There are a number of high profile companies with share prices nearing or above $1,000 that have been speculated to be split candidates.
Food for thought.
(This is not a investment advice and is not recommendation to buy or sell any security).
Source: Strategas. Through year-to-date 2024.
5. Checking in on the Dollar
Although we are equity investors, we believe many of the drivers of clues for the direction of equity markets can be found in fixed income and currencies.
We consider these assets imperative to keep on our radar as early warning or conversely opportunity signals. (This is why we write about them so often).
The dollar and the S&P 500 often have a converse relationship. (Past performance is not indicative of future results).

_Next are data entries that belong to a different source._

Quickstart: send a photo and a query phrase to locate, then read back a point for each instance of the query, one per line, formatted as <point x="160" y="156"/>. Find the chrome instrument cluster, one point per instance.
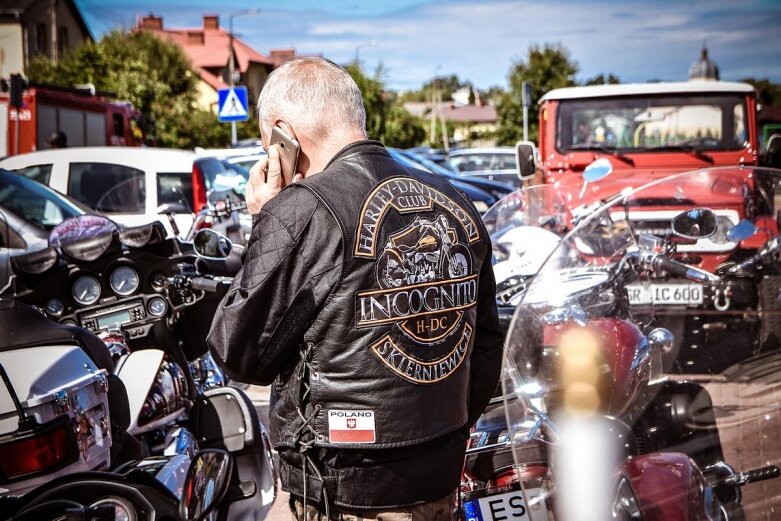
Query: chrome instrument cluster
<point x="123" y="280"/>
<point x="85" y="290"/>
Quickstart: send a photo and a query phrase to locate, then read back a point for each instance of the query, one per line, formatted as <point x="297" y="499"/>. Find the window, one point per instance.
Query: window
<point x="176" y="189"/>
<point x="62" y="40"/>
<point x="653" y="122"/>
<point x="40" y="173"/>
<point x="108" y="187"/>
<point x="119" y="125"/>
<point x="41" y="42"/>
<point x="33" y="202"/>
<point x="9" y="239"/>
<point x="483" y="161"/>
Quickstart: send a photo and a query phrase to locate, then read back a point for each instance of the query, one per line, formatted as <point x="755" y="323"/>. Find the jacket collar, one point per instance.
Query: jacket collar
<point x="362" y="146"/>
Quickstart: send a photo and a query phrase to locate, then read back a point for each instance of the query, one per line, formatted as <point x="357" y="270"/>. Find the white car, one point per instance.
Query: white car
<point x="132" y="186"/>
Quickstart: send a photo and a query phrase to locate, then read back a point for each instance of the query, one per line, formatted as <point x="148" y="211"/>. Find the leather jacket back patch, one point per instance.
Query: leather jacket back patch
<point x="425" y="275"/>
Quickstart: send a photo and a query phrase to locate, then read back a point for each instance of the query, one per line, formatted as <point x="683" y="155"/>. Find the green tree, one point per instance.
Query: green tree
<point x="546" y="67"/>
<point x="153" y="74"/>
<point x="768" y="93"/>
<point x="386" y="119"/>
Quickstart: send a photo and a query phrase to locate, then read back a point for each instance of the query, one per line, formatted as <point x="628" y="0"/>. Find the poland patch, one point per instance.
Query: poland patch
<point x="351" y="426"/>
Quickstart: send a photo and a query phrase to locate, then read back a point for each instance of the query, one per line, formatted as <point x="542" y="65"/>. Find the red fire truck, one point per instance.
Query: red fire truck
<point x="84" y="117"/>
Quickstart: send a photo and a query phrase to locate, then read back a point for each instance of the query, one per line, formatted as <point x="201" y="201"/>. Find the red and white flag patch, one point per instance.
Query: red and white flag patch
<point x="351" y="426"/>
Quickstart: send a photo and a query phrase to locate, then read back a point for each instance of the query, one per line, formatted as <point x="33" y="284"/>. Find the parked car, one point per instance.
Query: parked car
<point x="132" y="186"/>
<point x="497" y="164"/>
<point x="496" y="188"/>
<point x="28" y="211"/>
<point x="434" y="154"/>
<point x="480" y="198"/>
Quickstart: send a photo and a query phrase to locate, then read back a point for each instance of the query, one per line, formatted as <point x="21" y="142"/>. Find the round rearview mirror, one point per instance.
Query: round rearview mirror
<point x="597" y="170"/>
<point x="697" y="223"/>
<point x="742" y="231"/>
<point x="206" y="484"/>
<point x="212" y="245"/>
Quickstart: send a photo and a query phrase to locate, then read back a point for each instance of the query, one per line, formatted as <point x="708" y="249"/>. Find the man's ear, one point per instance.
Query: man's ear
<point x="286" y="128"/>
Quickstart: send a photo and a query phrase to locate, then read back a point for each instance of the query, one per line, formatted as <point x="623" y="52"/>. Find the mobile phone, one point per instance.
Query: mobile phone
<point x="288" y="153"/>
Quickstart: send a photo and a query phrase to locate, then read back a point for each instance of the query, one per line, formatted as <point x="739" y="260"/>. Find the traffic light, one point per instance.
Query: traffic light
<point x="16" y="89"/>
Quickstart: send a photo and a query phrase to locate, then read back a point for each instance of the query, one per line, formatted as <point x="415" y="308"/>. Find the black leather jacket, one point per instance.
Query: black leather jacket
<point x="367" y="296"/>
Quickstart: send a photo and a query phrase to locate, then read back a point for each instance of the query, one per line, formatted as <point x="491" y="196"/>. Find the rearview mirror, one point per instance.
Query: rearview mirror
<point x="212" y="245"/>
<point x="206" y="484"/>
<point x="525" y="158"/>
<point x="697" y="223"/>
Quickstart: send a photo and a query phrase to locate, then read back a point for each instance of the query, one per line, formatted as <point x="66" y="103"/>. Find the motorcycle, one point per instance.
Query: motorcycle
<point x="658" y="420"/>
<point x="132" y="495"/>
<point x="151" y="298"/>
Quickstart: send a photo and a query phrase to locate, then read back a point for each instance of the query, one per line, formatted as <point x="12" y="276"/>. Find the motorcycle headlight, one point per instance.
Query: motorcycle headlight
<point x="481" y="206"/>
<point x="123" y="509"/>
<point x="625" y="505"/>
<point x="723" y="226"/>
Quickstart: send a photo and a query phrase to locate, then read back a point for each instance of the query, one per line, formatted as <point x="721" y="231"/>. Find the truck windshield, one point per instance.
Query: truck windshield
<point x="653" y="123"/>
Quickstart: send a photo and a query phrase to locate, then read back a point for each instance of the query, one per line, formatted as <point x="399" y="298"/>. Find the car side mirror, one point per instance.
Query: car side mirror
<point x="212" y="245"/>
<point x="174" y="207"/>
<point x="206" y="484"/>
<point x="526" y="159"/>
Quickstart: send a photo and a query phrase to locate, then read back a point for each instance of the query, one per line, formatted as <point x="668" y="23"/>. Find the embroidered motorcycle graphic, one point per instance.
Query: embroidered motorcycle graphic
<point x="425" y="280"/>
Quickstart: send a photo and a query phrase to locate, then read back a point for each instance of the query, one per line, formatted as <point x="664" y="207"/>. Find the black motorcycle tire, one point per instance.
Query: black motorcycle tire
<point x="770" y="323"/>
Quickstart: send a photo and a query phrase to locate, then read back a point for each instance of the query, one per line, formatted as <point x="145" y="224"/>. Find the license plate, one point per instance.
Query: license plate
<point x="509" y="505"/>
<point x="658" y="293"/>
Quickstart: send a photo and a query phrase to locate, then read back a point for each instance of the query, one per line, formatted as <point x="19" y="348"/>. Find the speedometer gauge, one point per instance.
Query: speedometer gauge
<point x="86" y="290"/>
<point x="124" y="280"/>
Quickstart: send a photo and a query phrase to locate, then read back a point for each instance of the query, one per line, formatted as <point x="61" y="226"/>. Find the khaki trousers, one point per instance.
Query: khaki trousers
<point x="440" y="510"/>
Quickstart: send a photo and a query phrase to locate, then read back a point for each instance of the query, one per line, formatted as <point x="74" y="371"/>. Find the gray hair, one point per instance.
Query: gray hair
<point x="315" y="95"/>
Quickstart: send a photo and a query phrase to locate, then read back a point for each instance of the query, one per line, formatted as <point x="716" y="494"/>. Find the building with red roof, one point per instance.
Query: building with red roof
<point x="209" y="48"/>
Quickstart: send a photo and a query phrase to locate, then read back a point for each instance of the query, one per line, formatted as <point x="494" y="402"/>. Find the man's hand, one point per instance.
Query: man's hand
<point x="265" y="181"/>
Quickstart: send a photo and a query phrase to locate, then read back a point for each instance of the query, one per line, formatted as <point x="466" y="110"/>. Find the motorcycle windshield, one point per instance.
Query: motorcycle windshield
<point x="525" y="227"/>
<point x="85" y="237"/>
<point x="671" y="338"/>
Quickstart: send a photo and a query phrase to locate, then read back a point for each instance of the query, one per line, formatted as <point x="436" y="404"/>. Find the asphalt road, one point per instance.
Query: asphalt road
<point x="259" y="396"/>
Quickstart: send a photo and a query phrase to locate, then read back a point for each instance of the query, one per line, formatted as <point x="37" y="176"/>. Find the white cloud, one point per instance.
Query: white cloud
<point x="479" y="40"/>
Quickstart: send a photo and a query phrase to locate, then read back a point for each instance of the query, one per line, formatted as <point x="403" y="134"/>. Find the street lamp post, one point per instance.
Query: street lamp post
<point x="231" y="65"/>
<point x="372" y="43"/>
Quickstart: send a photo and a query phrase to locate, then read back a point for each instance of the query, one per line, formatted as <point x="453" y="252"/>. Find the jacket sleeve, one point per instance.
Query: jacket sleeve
<point x="486" y="358"/>
<point x="292" y="262"/>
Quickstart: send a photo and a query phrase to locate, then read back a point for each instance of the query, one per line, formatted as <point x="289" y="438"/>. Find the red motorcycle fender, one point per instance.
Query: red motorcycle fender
<point x="667" y="487"/>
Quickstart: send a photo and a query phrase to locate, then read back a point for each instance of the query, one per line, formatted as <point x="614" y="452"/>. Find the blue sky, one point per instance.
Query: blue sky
<point x="479" y="40"/>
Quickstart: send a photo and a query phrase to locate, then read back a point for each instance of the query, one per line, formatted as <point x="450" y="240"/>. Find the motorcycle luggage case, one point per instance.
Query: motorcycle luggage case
<point x="59" y="387"/>
<point x="225" y="418"/>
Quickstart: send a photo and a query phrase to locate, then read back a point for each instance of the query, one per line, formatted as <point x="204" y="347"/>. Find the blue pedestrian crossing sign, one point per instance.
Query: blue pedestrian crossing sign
<point x="232" y="104"/>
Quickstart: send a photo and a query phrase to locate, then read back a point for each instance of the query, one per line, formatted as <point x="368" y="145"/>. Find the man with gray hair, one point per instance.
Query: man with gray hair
<point x="367" y="297"/>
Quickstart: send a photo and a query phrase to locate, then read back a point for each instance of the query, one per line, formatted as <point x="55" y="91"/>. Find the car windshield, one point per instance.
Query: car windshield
<point x="480" y="161"/>
<point x="34" y="202"/>
<point x="651" y="123"/>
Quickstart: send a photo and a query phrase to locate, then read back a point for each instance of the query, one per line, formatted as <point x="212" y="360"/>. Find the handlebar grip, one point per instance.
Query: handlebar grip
<point x="747" y="264"/>
<point x="204" y="284"/>
<point x="761" y="474"/>
<point x="678" y="268"/>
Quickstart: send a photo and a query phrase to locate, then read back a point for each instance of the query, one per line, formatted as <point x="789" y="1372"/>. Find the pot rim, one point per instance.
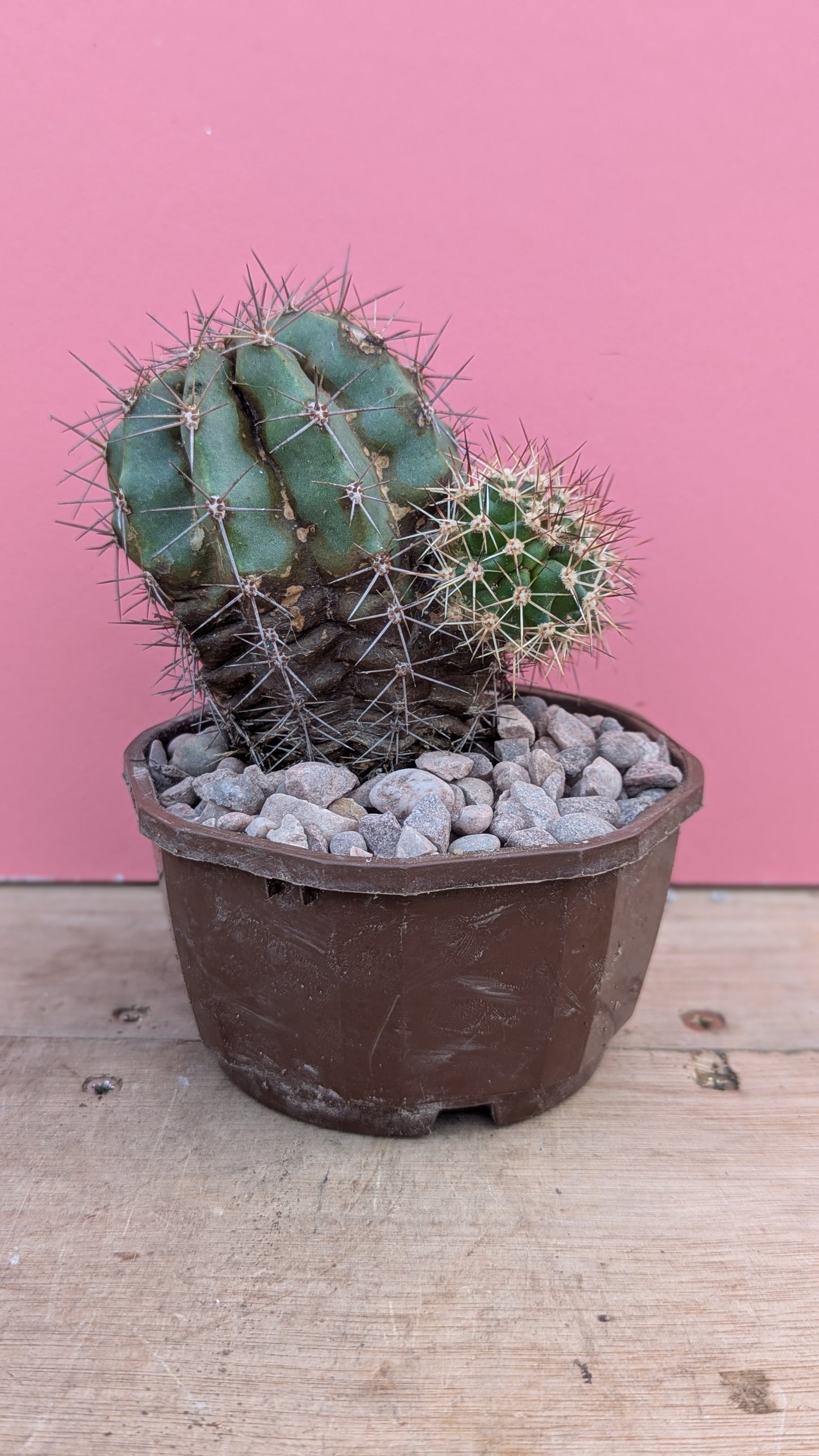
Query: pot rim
<point x="417" y="877"/>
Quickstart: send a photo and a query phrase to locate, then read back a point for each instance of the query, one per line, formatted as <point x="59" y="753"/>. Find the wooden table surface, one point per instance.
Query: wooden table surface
<point x="185" y="1272"/>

The dollar began to weaken from its 3-year peak at the end of September 2022. The S&P 500 had its 3-year low in mid-October 2022.
When the dollar strengthened from July to October 2023, the S&P 500 corrected (went down).
With that in mind, we are watching closely as the dollar is probing the $104.18 level that has been a ceiling at times and a general battleground over the past 30 months.
If the dollar were to move above the $104.18 level, based on our simple symmetric view of price movement, we believe it could move back to its October 2023 high.
If it does it might put some pressure on equity markets like it did the last time it moved there.
(This is not a investment advice and is not recommendation to buy or sell any security).